By Ethan Kirk
A lot of things are underrated these days. I think social media, trending hashtags, and a fast moving society tend to distract us more than ever before. For everything that went viral yesterday, there are millions that didn’t. As our attention is directed here and there, we miss some of the things that were always in front of us, we take them for granted, or we just don’t think about them as much. For me, that was fatherhood.
I was careful when choosing someone to marry. I had a list of deal-breakers that was more specific than many, but it helped me recognize exactly what I needed when I saw it. The result is a marriage to a woman I’m crazy about and love dearly. We have a shared connection that binds us together. So when she wanted to get pregnant, I was okay with it. When she got pregnant, I was okay with it. I trusted her and knew we had a strong relationship in which we could help each other through anything, so adding another person to the equation should be alright. It was all very abstract anyway, a function of moving forward in life and achieving that somewhere-in-the-back-of-my-mind ideal that I wanted to be a father at some point.

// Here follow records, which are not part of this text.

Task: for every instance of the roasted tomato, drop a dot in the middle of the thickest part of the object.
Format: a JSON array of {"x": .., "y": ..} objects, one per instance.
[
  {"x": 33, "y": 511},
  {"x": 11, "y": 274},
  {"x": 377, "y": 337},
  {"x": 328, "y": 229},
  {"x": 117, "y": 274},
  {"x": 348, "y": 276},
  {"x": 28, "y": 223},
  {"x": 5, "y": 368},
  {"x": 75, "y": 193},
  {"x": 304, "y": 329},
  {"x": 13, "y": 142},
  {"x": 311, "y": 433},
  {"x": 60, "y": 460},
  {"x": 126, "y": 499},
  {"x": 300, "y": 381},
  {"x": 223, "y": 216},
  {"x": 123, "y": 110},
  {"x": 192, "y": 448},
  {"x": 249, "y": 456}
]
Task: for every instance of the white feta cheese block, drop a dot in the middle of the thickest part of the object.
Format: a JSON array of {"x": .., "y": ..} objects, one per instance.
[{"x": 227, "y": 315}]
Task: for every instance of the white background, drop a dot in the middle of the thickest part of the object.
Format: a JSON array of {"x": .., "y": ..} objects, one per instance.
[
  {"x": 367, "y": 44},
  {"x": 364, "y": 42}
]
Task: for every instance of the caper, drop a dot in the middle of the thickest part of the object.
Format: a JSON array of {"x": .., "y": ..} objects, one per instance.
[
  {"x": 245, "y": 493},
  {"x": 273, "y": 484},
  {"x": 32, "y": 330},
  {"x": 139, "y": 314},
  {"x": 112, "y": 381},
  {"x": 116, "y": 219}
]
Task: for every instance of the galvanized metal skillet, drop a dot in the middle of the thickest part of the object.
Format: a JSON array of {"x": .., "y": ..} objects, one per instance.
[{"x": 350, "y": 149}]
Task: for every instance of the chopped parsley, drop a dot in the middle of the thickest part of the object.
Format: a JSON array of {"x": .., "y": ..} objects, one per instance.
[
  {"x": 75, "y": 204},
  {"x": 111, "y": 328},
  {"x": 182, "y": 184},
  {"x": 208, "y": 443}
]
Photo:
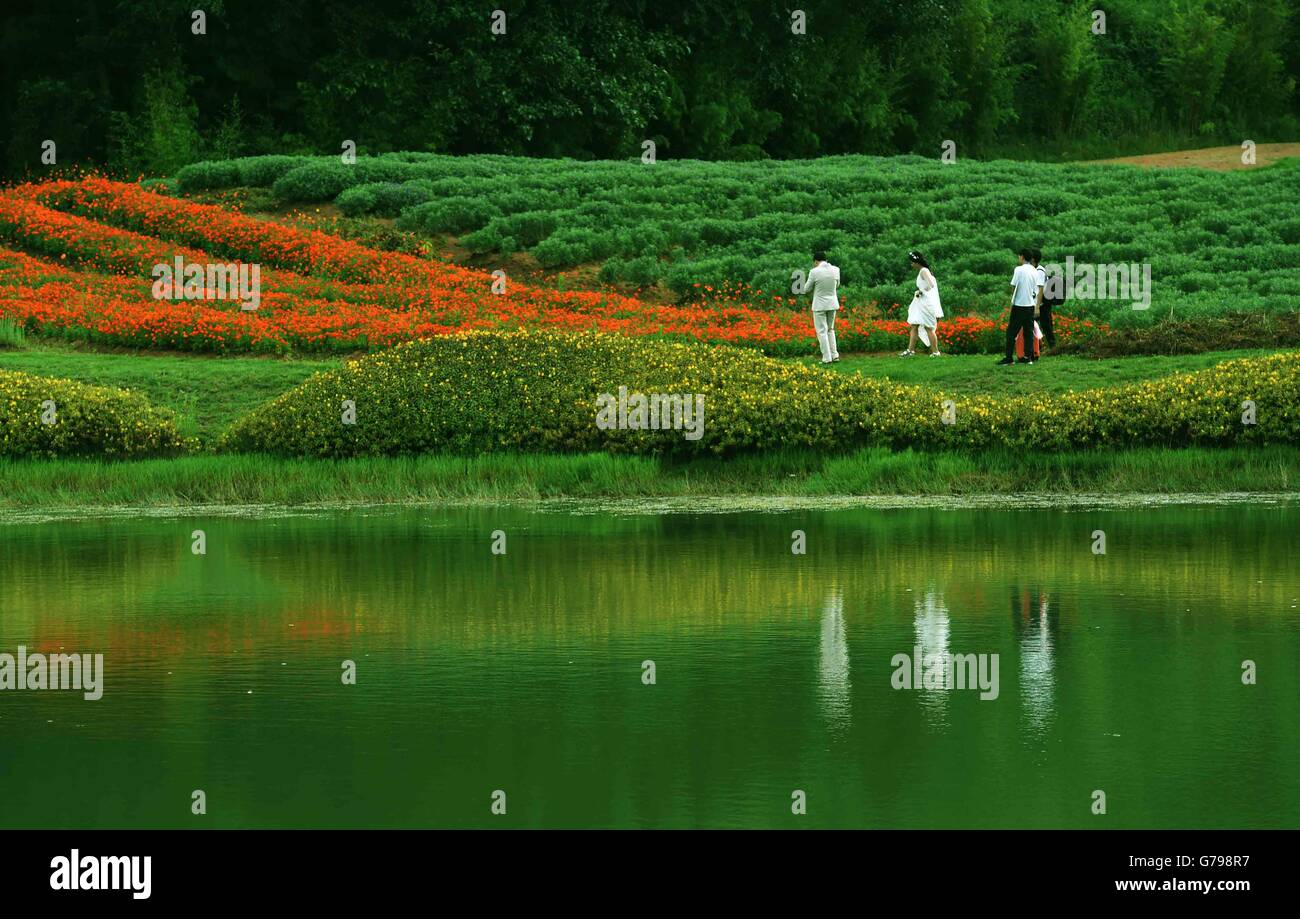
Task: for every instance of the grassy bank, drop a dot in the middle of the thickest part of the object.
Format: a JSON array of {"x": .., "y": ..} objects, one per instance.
[
  {"x": 263, "y": 480},
  {"x": 1056, "y": 373}
]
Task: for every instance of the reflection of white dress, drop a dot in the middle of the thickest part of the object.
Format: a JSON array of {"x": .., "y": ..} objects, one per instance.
[{"x": 924, "y": 310}]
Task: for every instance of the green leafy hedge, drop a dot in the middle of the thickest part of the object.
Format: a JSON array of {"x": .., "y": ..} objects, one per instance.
[
  {"x": 40, "y": 416},
  {"x": 1216, "y": 242},
  {"x": 537, "y": 391}
]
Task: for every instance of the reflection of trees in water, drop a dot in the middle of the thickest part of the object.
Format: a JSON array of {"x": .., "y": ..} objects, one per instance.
[
  {"x": 931, "y": 623},
  {"x": 833, "y": 664},
  {"x": 1036, "y": 624}
]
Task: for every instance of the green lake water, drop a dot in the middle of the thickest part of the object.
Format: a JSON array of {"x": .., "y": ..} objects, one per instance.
[{"x": 772, "y": 671}]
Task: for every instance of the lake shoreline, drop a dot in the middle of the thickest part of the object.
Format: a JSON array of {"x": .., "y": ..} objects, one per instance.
[{"x": 798, "y": 477}]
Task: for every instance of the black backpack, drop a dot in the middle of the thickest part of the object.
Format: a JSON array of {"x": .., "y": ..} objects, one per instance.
[{"x": 1053, "y": 295}]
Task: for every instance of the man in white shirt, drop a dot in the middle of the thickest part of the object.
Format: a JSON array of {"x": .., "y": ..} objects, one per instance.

Her pregnancy was like a punch to the stomach. Literally, she threw up constantly. It was rough watching someone I love constantly heave into our apartment toilet. She also stopped sleeping and was always exhausted. My former fit, sexy, foreign wife was starting to change a little. Then she just started to look a little funny. Her body was changing rapidly. This former health nut and lover of sweets (yes, you can be both) now only wanted eat ice and sleep. Was this the life we had wanted? Why was this a good idea again?
Then, suddenly, it was time. She woke me up at 3:00 am because she had been having contractions. We decided she had farther to go before admission to the hospital, so I went back to sleep. I got up early and waited out the morning with her, but her contractions were slowing so I went to work. She encouraged me to go to a professional event that night and I boarded the subway with that intent, but got off early at our stop instead. Something, somehow, just didn’t feel right.
When I got home, she was surprised to see me. Her contractions were painful, lengthening in duration and increasing in frequency until we had almost met the doctor directed criteria for hospital admission. Suddenly, we met the criteria and her water broke at almost the exact same time. The message was clear!
Two hours later and standing with her in the hospital room, I saw a brown hairy head making its way into our world for the first time. Whaaaaa?????? That was fast! The nurse and doctor were not fully ready either, we were all surprised. Apparently my wife is a birthing champion. Faster than the hospital professionals would have liked, my beautiful daughter joined us in the world. Instantly, deep inside, I was done. I no longer lived for myself. Suddenly, this little wet ball of person and the wonderful, courageous, tough woman that brought her into the world were everything. I loved my wife before, but it was a deep romantic love. We were bound and sealed together when we awoke that morning, but now we are welded and together in an unbreakable bond of human creation.
As my little girl looked around at us, with the look of shock that only someone who just went from a dark uterus to a bright hospital room in under 5 minutes can have, I felt helpless. How could I ever be what this little angel deserved? This girl will love me, she will play with me, and she will look to me for protection, comfort, and love. I will give her everything I have because I can’t help it. I only hope I have enough to give.
I love her more from the moment she was born than she will ever know. Fatherhood is underrated. I think fatherhood is underrated because the marketers, performers, and promoters in our society don’t really profit from it. Yes, the baby-industrial complex rejoices and bombards you with the latest baby Pilates dvd the second your child is born, but popular culture is apathetic to the institution and influence of parenthood. Well, they are wrong. No experience in life is richer in feeling than looking into the eyes of your child.